Littlejohn Takes Goodyear Biz –

In an effort to get back to the basics, Goodyear has sold off its specialty chemical business to Littlejohn & Co. for an undisclosed amount.

The sale reflects Goodyear’s long-term strategy to sell non-core assets and reduce company debt, according to Chairman and CEO Sam Gibara.

Additionally, the sale allows the Goodyear chemical division to refocus its resources on its three core businesses basic and high-performance polymers and antioxidants used in tires and other rubber products; rubber latex used in asphalt; and adhesive resins used in hot melt and pressure sensitive applications.

According to Goodyear, the division is still solid even though it no longer fits its business model. In 2000 the division generated sales of more than $120 million and is profitable. It also employs 410 people between its Le Havre and Orsay, France offices, and its Akron, Ohio-based facilities.

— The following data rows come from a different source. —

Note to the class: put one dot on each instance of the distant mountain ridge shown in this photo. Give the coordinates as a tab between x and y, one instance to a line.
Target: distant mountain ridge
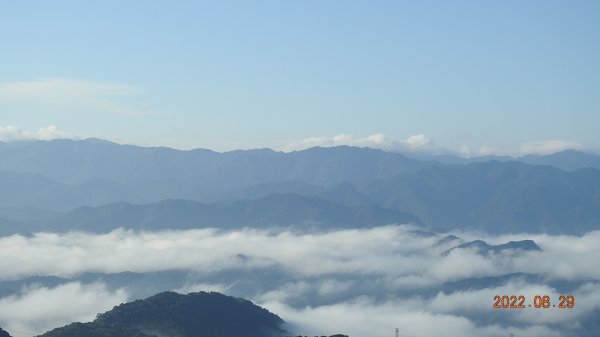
484	248
274	210
73	161
261	187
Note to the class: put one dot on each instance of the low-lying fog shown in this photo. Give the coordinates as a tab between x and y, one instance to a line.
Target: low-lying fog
358	282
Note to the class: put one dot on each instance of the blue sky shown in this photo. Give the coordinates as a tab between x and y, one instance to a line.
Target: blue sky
481	76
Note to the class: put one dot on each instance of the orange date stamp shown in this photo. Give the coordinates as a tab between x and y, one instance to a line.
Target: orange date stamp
539	302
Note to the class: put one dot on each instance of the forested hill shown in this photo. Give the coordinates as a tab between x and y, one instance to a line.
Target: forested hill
170	314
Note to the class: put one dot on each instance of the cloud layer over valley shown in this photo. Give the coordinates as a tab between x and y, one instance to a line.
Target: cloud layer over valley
359	282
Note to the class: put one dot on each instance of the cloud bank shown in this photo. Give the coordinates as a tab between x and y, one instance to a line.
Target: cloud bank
359	282
75	95
12	133
414	143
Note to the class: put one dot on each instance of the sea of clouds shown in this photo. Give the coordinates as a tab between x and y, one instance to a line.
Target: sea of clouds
358	282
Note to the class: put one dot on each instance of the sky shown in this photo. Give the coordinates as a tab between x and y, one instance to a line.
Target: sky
473	77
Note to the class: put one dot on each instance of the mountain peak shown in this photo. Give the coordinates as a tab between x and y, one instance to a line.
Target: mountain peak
202	314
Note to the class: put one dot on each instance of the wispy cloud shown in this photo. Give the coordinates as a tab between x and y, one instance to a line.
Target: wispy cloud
75	94
11	133
359	282
414	143
540	147
421	144
35	310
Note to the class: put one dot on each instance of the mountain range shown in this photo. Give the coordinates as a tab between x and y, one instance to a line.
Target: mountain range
96	185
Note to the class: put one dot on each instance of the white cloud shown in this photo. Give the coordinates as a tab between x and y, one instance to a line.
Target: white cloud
365	317
548	146
540	147
13	133
37	309
414	143
360	282
74	95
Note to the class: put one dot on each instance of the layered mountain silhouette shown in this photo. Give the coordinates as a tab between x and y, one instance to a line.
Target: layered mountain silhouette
95	185
275	210
203	314
484	248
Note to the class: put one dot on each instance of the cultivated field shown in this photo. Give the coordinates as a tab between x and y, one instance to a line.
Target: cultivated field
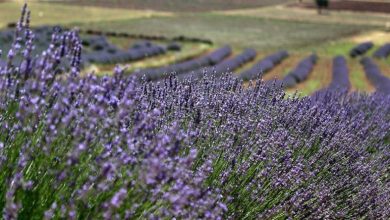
194	110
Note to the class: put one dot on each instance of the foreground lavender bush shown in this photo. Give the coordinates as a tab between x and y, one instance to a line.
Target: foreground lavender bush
116	148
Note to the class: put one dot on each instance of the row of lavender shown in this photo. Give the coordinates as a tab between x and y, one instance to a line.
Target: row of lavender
196	68
75	147
381	53
97	48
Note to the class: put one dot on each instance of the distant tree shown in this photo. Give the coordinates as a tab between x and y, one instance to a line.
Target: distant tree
322	4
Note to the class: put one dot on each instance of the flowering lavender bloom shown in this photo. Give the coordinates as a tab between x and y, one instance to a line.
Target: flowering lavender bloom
113	147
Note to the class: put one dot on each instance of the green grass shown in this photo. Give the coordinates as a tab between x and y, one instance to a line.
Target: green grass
310	15
176	5
238	31
42	13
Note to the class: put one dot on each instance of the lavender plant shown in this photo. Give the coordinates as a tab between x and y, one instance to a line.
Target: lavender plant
116	148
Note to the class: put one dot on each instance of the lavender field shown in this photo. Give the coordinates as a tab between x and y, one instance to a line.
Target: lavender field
75	145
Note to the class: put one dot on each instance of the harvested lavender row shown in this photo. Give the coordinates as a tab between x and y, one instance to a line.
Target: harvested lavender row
383	51
340	80
112	54
264	65
340	74
210	59
74	147
298	74
374	75
228	65
361	49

“Although it continues to be strong, it was not part of our long-term plan,” Gibara added.

The company might be financially healthy but it must have some problems or Littlejohn, which typically invests in under-performing companies, wouldn’t be involved. “We don’t generally have a lot of competition on our deals because the transactions are quite hairy and most firms don’t want to deal with that or these types of companies,” said Michael Klein, president at Littlejohn.

Littlejohn, which took a majority stake in Freedom Chemical in 1992 and exited in 1998, was happy to take the division off Goodyear’s hands. “The business has a strong global presence and well-known brands. Plus the acquisition had two facets: one free standing European business and a U.S. plant,” Klein said.

Littlejohn expects to grow the division organically as much as possible and then perhaps make some acquisitions, although there are no deals in the works yet.

“You have a company that has really strong market position and sales with a lot of market opportunity. We’re going to expand on the company’s products, further develop its customer base and build it into something great,” Klein said.

The Akron, Ohio-based specialty chemical business that is being sold off includes resins for paints, coatings and print toners; elastomeric modifiers; and rubber and plastic anti-degradants.